Background
Many insurance companies use Excel to manipulate and analyze their model point files for projecting future liabilities, pricing products, and reserving. The model point files tend to be very large, often exceeding Excel's limits.
Companies regularly try using Excel’s built-in functions and pivot tables to aggregate, transform, and analyze these model points. However, this is not sustainable due to several issues:
- Data size: Model point files can be millions of rows, leading to slow performance and frequent crashes in Excel.
- Complexity: Calculations tend to be complex, involving nested formulas, manual adjustments, and multiple linked spreadsheets.
- Errors: Manual processes introduce errors that are difficult to trace. Auditing and verifying calculations is time-consuming and error-prone.
- Collaboration: Multiple users editing different versions of spreadsheets leads to confusion and inconsistency in the results.
Benefits of a Migration
Companies that decide to migrate from Excel to a combination of SQL for data storage and manipulation, and R for complex calculations and reporting will have the following benefits:
- Handle larger data sets more efficiently.
- Automate processes to reduce manual intervention and improve accuracy.
- Improve performance for querying, updating, and transforming data.
- Enable advanced actuarial calculations (e.g., mortality modeling, profit testing) using more robust tools.
- Ensure data integrity and reproducibility across departments.

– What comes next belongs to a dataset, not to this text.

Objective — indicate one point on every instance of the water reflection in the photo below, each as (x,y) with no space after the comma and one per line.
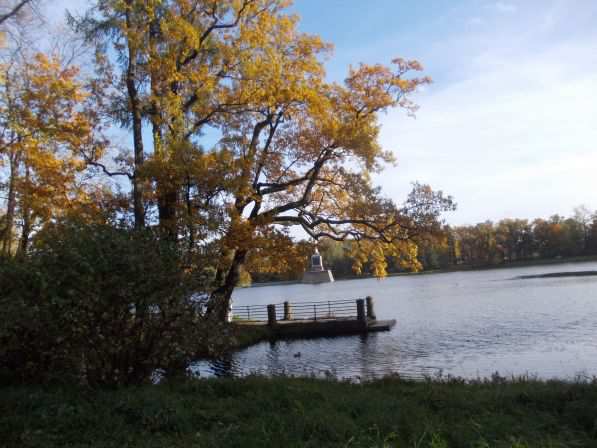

- Streamline collaboration through a centralized, auditable workflow.
Implementation
1. Data Storage in SQL:
- The company moves its model point files into a relational database, with each policy record stored in tables. SQL databases are ideal because they:
- Efficiently store and retrieve millions of rows.
- Allow complex data transformations via SQL queries.
- Scale well as the company’s data grows.
- Indexes can be applied to frequently queried fields like policy number, premium, and age to speed up queries.
2. Data Manipulation and Aggregation in SQL:
- SQL queries can replace Excel's pivot tables and formulas for summarizing and grouping data. Examples include:
- Aggregating policies by age group to calculate total premiums, claims liabilities, or exposure.
- Filtering policies to look at specific product types or regions.
- Running updates to reflect changes in assumptions (e.g., updated mortality tables).
- SQL stored procedures can be written to automate routine data manipulations, ensuring consistency and reducing manual input.
3. Complex Calculations in R:
- Once the data is queried and filtered in SQL, R can be used for complex actuarial calculations. For example:
- Survival models: The company can use R's survival package to model policyholder mortality rates.
- Profit testing: R scripts calculated expected profits by projecting future cash flows under various interest rate scenarios.
- Risk factor analysis: R’s glm function was used to build generalized linear models to assess the impact of different factors (e.g., age, gender, smoking status) on mortality or lapse rates.
- Parallel processing in R allowed for the simultaneous calculation of thousands of model point records, vastly improving processing time compared to Excel.
4. Data Visualization and Reporting:
- R’s ggplot2 package and Shiny apps can create dynamic dashboards and visualizations, allowing management to view up-to-date projections and results interactively, replacing Excel’s static charts.
- Markdown reports can be generated automatically from R scripts, reducing the need for manual report creation and ensuring consistency in presentation.
Benefits Realized
- Performance Improvements:
- SQL handled large datasets (millions of model points) much faster than Excel.
- Data retrieval that took hours or days in Excel was completed in seconds or minutes using SQL.
- R's parallel processing capabilities significantly reduced the time needed for actuarial calculations.
- Automation and Reproducibility:
- The migration to R and SQL allows companies to fully automate their processes.
- Version control for R scripts using Git enables full traceability of changes and collaboration across teams.
- Accuracy and Reduced Errors:
- SQL’s built-in data integrity features ensured that only valid data was entered.
- R scripts were more reliable and transparent than Excel formulas, reducing the risk of human errors.
- Advanced Analysis:
- R’s statistical tools enabled advanced analyses previously difficult in Excel.
- Predictive models in R were integrated with the SQL database for real-time adjustments.
- Scalability and Flexibility:
- The SQL and R solution scaled effortlessly, handling larger data sets without requiring significant changes.
- External data could be easily integrated into the SQL database and R scripts.
Challenges Faced
- Learning Curve: The actuarial team had to invest time in learning SQL and R, which paid off in improved processes.
- Data Migration: Migrating historical data from Excel to SQL required careful planning, including data cleaning.
Conclusion
By transitioning from Excel to SQL and R, the company achieved significant improvements in performance, accuracy, and scalability. This transformation enabled better decision-making, increased efficiency, and reduced the risk of errors, positioning the company for future growth.
This case exemplifies how companies handling large model point files and actuarial data can leverage the power of R and SQL to overcome the limitations of Excel, streamline processes, and enhance their analytical capabilities.